A Difference You Can Taste: Perissos Vineyards 2014 Viognier
You might say that the Perissos Vineyard 2014 Viognier is a “whole bunch better”. OK, there was no 2013 Perissos Viognier due to the series of late Spring frosts. So, you might ask, “better than what”.
I first got the feeling that things were going to be different when, during the 2014 harvest, I showed up at Perissos Vineyard near the Texas hamlet of Burnet. Winery owner and winemaker Seth Martin was pressing his freshly harvested Viognier and keeping a close eye on the pressure gauge on his press.
As my notes said, “ I showed up to see what Seth was doing. It was a remarkable August 1st harvest day for his estate vineyard’s Viognier. The Muscat was already in the winery, the vineyard temperatures were hanging around the upper 80s, refreshing breezes whisked through the vines, vineyard hands were lunching on pizza and Viognier juice was running from his press….” [Click here for more.]
When I asked Seth, what was up to warrant all this attention? He said, “I’m trying something new, at least for us. We’re whole cluster pressing our Viognier.” Seth’s reference to cluster pressing was a reference to a technique counter to the norm in most wineries today where the grapes are sent through a crusher/destemmer before pressing.
Well, it’s a year later and I’ve just had my first opportunity to taste the fruits of Seth’s labor on the Perissos Vineyard 2014 Viognier. Available for a side-by-side tasting was Seth’s very worthy Perissos Vineyard 2012 Viognier.

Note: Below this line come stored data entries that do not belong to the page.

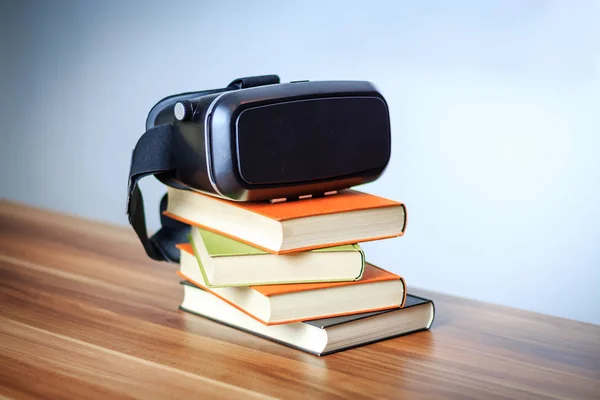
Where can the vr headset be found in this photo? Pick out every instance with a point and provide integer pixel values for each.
(258, 140)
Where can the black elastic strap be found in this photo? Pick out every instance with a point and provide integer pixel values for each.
(153, 155)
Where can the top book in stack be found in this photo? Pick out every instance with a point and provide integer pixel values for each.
(345, 218)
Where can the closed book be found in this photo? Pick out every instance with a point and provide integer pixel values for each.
(377, 289)
(345, 218)
(227, 262)
(321, 336)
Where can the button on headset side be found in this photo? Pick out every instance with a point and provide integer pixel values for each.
(183, 110)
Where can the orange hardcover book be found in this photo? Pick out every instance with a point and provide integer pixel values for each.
(378, 289)
(345, 218)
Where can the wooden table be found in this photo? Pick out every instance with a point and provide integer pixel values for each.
(85, 314)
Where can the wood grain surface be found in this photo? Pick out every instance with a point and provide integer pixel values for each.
(85, 314)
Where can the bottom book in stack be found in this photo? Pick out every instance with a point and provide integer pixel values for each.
(319, 318)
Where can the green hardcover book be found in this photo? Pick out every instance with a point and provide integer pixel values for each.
(227, 262)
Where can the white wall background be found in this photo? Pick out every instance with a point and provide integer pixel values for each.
(495, 116)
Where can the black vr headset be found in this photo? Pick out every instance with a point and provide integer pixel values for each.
(258, 140)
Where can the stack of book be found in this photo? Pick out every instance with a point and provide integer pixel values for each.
(294, 271)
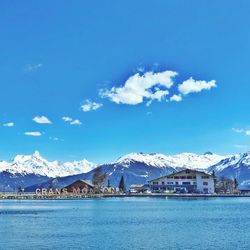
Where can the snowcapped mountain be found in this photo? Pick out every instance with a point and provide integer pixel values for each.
(236, 166)
(184, 160)
(37, 165)
(138, 168)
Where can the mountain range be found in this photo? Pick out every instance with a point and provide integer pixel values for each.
(32, 171)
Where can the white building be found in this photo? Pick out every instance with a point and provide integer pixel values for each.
(185, 181)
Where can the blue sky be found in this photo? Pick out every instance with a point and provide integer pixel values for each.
(58, 56)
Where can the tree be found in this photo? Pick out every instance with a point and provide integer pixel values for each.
(99, 178)
(20, 189)
(236, 185)
(122, 186)
(109, 185)
(225, 185)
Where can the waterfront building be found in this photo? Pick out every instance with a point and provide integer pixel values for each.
(184, 181)
(79, 186)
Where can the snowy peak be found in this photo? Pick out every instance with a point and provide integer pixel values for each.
(235, 161)
(184, 160)
(36, 164)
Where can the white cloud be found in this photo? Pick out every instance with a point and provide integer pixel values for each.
(150, 86)
(240, 130)
(67, 119)
(33, 67)
(33, 133)
(75, 122)
(89, 105)
(193, 86)
(9, 124)
(176, 98)
(42, 120)
(71, 121)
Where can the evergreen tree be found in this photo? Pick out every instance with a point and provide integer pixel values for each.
(99, 178)
(122, 186)
(109, 185)
(236, 184)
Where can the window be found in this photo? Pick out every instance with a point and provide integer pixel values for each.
(205, 177)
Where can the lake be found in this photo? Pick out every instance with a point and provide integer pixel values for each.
(126, 223)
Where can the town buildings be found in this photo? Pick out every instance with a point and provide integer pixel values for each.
(185, 181)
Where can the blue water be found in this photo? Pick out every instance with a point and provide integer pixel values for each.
(126, 223)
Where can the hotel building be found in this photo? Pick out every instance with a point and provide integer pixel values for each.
(185, 181)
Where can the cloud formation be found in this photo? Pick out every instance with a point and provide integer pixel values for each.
(76, 122)
(193, 86)
(33, 133)
(42, 120)
(33, 67)
(67, 119)
(241, 130)
(89, 106)
(9, 124)
(71, 121)
(149, 86)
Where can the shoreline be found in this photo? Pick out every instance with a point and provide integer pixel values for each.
(14, 196)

The comparison starts in the glass. The 2014 Viognier shows its difference with a blush, a copper tone added to the golden straw usually exhibited by Viognier wines. In the glass, there was an aromatic finesse launched with waxy floral notes of plumeria integrated with peach and pear that seemed to seamlessly flow into the essence of white peach on the palate. By comparison the 2012 Viognier was also carried by aromatic notes but from ripe tropical fruits that land on the palate with a tartness of green papaya salad with orange citrus dressing. Both are good wine, but the 2014 Viognier raises the bar on what I would describe as finesse: the characteristic of a soft, more refined and integrated manner, yet interesting in its ability to linger on and on. Where the 2012 might be described as a bit heady and ripe, the 2014 plays a more approachable and passionate game capable of accompanying lighter fare.

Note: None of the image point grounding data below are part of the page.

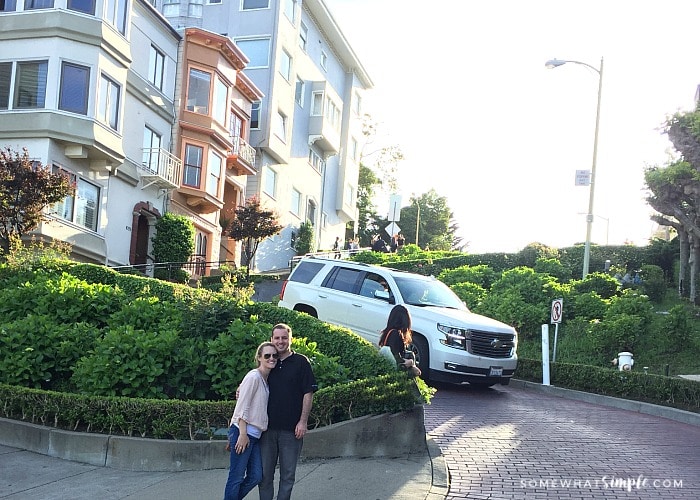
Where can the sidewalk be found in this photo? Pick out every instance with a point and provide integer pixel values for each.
(28, 475)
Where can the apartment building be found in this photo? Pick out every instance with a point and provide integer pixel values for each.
(307, 130)
(110, 94)
(80, 82)
(214, 109)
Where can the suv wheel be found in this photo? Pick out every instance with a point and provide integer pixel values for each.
(420, 347)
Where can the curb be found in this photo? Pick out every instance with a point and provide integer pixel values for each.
(440, 484)
(683, 416)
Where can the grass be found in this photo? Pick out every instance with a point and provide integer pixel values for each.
(656, 350)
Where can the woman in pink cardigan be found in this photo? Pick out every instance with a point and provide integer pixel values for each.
(248, 423)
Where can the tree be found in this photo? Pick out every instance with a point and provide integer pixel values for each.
(366, 221)
(26, 189)
(436, 226)
(251, 225)
(675, 193)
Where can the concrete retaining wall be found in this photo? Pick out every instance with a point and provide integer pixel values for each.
(371, 436)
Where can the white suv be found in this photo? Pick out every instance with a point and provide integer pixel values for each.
(451, 343)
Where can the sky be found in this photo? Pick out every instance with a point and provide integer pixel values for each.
(461, 87)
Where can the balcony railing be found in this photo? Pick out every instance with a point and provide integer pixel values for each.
(161, 168)
(244, 151)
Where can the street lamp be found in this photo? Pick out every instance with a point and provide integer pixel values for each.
(555, 63)
(417, 217)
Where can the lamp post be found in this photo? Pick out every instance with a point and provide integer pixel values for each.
(417, 216)
(555, 63)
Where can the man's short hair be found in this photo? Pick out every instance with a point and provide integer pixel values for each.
(283, 326)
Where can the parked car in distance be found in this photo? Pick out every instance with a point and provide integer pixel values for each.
(451, 343)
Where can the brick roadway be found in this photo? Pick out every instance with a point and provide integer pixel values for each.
(507, 442)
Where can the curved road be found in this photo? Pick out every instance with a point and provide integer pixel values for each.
(508, 442)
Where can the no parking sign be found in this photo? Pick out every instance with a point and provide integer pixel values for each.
(557, 310)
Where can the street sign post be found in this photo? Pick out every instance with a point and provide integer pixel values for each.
(555, 318)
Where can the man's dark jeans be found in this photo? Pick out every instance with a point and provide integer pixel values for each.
(283, 446)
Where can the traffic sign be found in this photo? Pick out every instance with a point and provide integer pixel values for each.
(557, 310)
(583, 178)
(392, 229)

Previously, I had seen the cluster pressing method used, but mostly applied to Chardonnay or Pinot Noir and especially in the making sparkling wines and Champagne. My introduction was during a winery visit in the Russian River region of California. Its main benefits were to overcome avoid harsh edges in early-harvested grapes with low Brix common for sparkling wine production. During my visit to Perissos, whole cluster pressing of warm weather grapes like Viognier appears to yield benefits Texan can enjoy.
When I checked my notes made after my 2014 Perissos visit, I found this comment:
“My guess is that this process will make a different style wine for Seth. It generally creates a more delicate, lighter-styled wine than using conventional destemming and crushing. However, it can also bring a few new high notes and tannins to the wine derived from the seeds and stems if higher pressing pressures are used. Such are the yin-yang stylistic dilemmas of winemakers that try to push their limits.”
I can say now that Seth’s careful attention to the pressure gauge on his press was well placed and the outcome for the Perissos 2014 Viognier was exceptional.